Любимая наложница хана | страница 80
– Чем же ты пояснишь сие? – с уважительным любопытством спросил Леонтий, но Готлиб отвесил ему легкий поклон:
– В свой черед желал бы изведать твое ученое мнение!
Голос и манеры Леонтия враз изменились, и он отвечал в тон Готлибу, словно не в двуколке, грубо сбитой, сидели оба, а стояли в собрании высокомудрых мужей:
– Полагаю, из сего вполне свидетельствует, что возвышенная страна, между Волгою и Доном лежащая, и так называемый Общий Сырт между Волгою и Яиком были древние берега пространного моря! Море, как вместилище разных чудовищ, рыб и черепокожных, таковым же подвержено переменам, как и матерая земля. Там было морское дно, где ныне лес, степь, где ныне славные города построены!

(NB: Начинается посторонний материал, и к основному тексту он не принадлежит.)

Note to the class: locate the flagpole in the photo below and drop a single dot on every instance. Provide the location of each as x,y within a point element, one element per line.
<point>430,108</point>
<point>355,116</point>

«Дитя!» – снисходительно подумала Лиза, запрыгивая на тяжело груженную мешками и бочонками телегу.
Высокоученые мужи разом к ней обернулись; лицо Готлиба, как всегда в присутствии женщины, приняло кислое, недовольное выражение, а загорелые черты Леонтия смягчились ребяческой восторженной ухмылкою.
– Устала я! – Лиза привычно привалилась головой к Леонтиеву худому плечу, обтянутому пропотелою рубахою, и прикрыла глаза, словно давая понять, что спорам натуроведческим мешать не намерена, однако заранее зная, что Готлиб сейчас погрузится в привычное свое благочестивое уныние, Леонтий – в нерассуждающее блаженство, а она сама – в ожидание привычного покоя. Однако на душе было тревожно.
* * *
Покой! Она жаждала только покоя. Именно ради этого покоя там, на волжском берегу, лишь скрылся из глаз Вольной и соватажники, схватила вдруг за руку смятенного Леонтия и залилась слезами. Он смотрел на нее испуганно и недоверчиво, и Лиза, с проснувшейся в ней почти сверхъестественной проницательностью, поняла, что он готов сейчас куда глаза глядят броситься, несмотря на зарождающуюся любовь и тягу к девушке, ибо чует в ней угрозу своему делу, душевному ладу и складу с самим собой; чует, что не кончится для него добром путь-дорога совместно с этой девицею, к которой, видно, так и липнут напасти. Лиза понимала все и даже жалела Леонтия в этом его страхе, но еще больше она жалела себя. А потому рыдала пред Леонтием, не стыдясь, пока сил у него не стало более усмирять жалость к ней, пока не прижал он ее к себе.
Тою же ночью, стремясь еще крепче приковать его, Лиза, втихомолку зубы стискивая, положила себе на грудь его дрожащую ладонь и, замерев, ждала еще несколько долгих минут, пока зов плоти не восторжествовал над присущей Леонтию осторожностью, и он не ринулся в ее объятия.